Structured data vs. contextual complexity of texts: An unnecessary dilemma?

Model the source first! Towards Computer-Assisted Semantic Text Modelling and source criticism 2.0)

CASTEMO allows you to:

Record anything you want from and concerning texts simply by relating entities of various types (Person, Group, Object, Action, Concept, etc.) to each other.
Model the text itself before modelling realities or a research problem: but you can easily proceed to these later from the data you have collected.
Preserve salient lexical, syntactic, semantic, and contextual features: you can retain textual nuances (including original language) and document context (e.g. order of information).
Record conflicting and ambiguous evidence since modelling the text does not require you to make a decision during data collection.
Add analytical layers: create semantic and ontological connections at a level above the text that facilitates research.
Collect data selectively as well as comprehensively: just because you can capture anything doesn’t mean you have to.
Put source-criticism at the heart of computational research on texts: because you have modelled the source, the opportunities for source-criticism are enhanced, not curtailed.

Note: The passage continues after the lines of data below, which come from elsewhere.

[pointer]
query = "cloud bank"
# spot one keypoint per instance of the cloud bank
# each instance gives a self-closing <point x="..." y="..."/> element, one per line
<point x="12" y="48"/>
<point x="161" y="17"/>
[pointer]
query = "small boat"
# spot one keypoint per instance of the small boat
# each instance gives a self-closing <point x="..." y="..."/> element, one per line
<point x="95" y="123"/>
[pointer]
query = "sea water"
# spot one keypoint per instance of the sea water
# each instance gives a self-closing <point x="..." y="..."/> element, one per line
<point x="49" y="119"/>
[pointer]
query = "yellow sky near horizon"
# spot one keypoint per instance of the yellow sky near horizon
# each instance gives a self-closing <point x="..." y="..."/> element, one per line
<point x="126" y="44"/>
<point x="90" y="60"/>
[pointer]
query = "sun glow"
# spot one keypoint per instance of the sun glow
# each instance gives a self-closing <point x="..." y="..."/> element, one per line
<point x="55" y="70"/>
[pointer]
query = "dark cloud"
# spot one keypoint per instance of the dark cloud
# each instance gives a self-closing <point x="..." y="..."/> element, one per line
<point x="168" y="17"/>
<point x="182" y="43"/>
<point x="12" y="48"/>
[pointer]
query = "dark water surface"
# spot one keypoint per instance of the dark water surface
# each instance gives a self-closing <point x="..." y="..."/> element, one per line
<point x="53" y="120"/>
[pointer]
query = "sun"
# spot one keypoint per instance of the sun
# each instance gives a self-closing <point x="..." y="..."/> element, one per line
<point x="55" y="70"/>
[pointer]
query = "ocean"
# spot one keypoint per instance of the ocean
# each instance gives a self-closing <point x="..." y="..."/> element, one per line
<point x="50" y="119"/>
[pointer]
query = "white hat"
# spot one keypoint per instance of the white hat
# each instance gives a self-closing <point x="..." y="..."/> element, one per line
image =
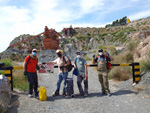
<point x="58" y="50"/>
<point x="34" y="50"/>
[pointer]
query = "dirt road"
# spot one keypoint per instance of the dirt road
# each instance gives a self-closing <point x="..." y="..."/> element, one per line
<point x="123" y="99"/>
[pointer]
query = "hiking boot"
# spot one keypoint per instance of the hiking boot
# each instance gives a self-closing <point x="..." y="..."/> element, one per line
<point x="81" y="94"/>
<point x="55" y="94"/>
<point x="30" y="95"/>
<point x="108" y="94"/>
<point x="64" y="93"/>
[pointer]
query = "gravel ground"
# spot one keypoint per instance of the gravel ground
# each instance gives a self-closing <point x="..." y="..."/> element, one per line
<point x="123" y="100"/>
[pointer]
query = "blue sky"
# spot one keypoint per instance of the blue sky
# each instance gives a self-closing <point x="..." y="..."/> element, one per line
<point x="19" y="17"/>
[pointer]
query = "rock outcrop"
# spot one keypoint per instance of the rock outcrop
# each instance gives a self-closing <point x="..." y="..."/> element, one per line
<point x="5" y="92"/>
<point x="143" y="50"/>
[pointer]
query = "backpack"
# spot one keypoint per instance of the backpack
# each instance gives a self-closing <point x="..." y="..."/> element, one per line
<point x="69" y="67"/>
<point x="103" y="66"/>
<point x="42" y="94"/>
<point x="75" y="71"/>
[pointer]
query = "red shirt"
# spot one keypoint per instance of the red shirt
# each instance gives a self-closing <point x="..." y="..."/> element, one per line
<point x="31" y="66"/>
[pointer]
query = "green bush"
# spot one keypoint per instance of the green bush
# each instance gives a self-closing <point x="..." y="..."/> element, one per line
<point x="129" y="57"/>
<point x="86" y="57"/>
<point x="102" y="47"/>
<point x="7" y="62"/>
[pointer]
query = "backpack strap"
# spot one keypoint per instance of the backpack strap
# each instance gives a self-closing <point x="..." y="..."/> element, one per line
<point x="27" y="62"/>
<point x="76" y="61"/>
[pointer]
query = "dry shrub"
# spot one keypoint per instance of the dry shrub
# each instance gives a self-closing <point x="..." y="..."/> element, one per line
<point x="126" y="57"/>
<point x="120" y="73"/>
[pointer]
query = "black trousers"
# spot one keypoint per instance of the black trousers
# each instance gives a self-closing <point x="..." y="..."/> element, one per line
<point x="81" y="78"/>
<point x="33" y="83"/>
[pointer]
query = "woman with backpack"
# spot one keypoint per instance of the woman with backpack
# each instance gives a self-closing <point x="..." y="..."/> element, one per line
<point x="62" y="62"/>
<point x="102" y="69"/>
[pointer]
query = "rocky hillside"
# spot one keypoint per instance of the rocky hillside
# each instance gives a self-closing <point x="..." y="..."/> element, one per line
<point x="89" y="40"/>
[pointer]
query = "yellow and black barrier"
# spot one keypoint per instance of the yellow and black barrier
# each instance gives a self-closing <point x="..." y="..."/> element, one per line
<point x="8" y="74"/>
<point x="135" y="69"/>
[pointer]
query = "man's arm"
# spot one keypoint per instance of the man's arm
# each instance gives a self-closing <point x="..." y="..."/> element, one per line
<point x="111" y="58"/>
<point x="68" y="63"/>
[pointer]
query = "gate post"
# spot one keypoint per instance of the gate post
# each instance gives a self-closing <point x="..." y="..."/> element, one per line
<point x="136" y="72"/>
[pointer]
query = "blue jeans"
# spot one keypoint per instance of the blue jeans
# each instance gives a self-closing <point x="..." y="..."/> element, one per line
<point x="33" y="83"/>
<point x="61" y="76"/>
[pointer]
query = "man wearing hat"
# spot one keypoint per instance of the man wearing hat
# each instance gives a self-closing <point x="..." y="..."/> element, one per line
<point x="63" y="72"/>
<point x="101" y="61"/>
<point x="30" y="69"/>
<point x="81" y="65"/>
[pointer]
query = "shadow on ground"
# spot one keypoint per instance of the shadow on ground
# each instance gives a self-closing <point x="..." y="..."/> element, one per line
<point x="123" y="92"/>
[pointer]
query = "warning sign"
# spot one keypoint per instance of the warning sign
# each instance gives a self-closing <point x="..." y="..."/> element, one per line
<point x="46" y="68"/>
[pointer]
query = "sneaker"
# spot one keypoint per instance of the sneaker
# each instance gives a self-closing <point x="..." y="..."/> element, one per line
<point x="108" y="94"/>
<point x="55" y="94"/>
<point x="85" y="94"/>
<point x="30" y="96"/>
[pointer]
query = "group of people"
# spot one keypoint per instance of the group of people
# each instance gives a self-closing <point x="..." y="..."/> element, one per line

We have developed a cutting-edge application with an advanced graphical user interface, InkVisitor, which makes the full power of CASTEMO accessible to any interested researcher.

However, it is one thing to have a great data model and data collection interface, and another is to find a convenient and well-organised way to explore and analyse that data in a research-oriented manner.

With CASTEMO, thankfully, there is a straightforward solution to this challenge. Thanks to the DISSINET team’s hard work on data model development and data transformation scripts, it is now possible to output CASTEMO data collected in InkVisitor into flexible, operable, and efficient Neo4j graph databases. Graph databases are ideal for exploring the rich web of interconnections made by following the CASTEMO approach. Neo4j Community Edition is the most widespread, open-source graph database, which can be used free of charge. Furthermore, Neo4j comes with an immense variety of extensions for data visualisation and analysis, and supports export to standard data exchange formats. Neo4j thus places CASTEMO data at your fingertips, allowing you to get on with the fun part: exploration and research.

And this is not all. Neo4j queries also allow you to enrich your CASTEMO data, creating further analytical categorisations and connections in line with your research needs as they emerge. You can thicken the relations between your data and create convenient “shortcuts” to assist your exploration and analysis. For instance, if one Person entity is related to another by way of the Concept entity “sister”, you can easily use the reciprocal Concept entity (“sibling”) to add a new relationship going the other way, just by a simple Neo4J query that can scale to cover all such connections.

Tempted by CASTEMO but never tried Neo4j queries? Don’t worry: Neo4j is presently the most widely used graph database management system. There is a lot of material to learn from.

Don’t like to be bound to a specific database format? Then we have good news for you, too: The important thing is to get the relations between entities right in InkVisitor, in the way you want them to be. Then, the final format is just a question of practicality and preference. It took us just a little more than two weeks to develop a pipeline transforming CASTEMO data collected in InkVisitor into Neo4j format. With such a very reasonable amount of energy, you can transform the data into any other format: an SQL relational database, a NoSQL database, a collection of simple spreadsheets, or even – if, for some reason, you wanted a hard copy and had a lot of space – a printed card catalogue.

DISSINET has expanded years of work developing the CASTEMO approach, its data model, and the InkVisitor application. With the ability to readily export collected data into powerful research databases, we feel these efforts are coming to full fruition. Think CASTEMO might be right for your research needs? Come join us in the adventure!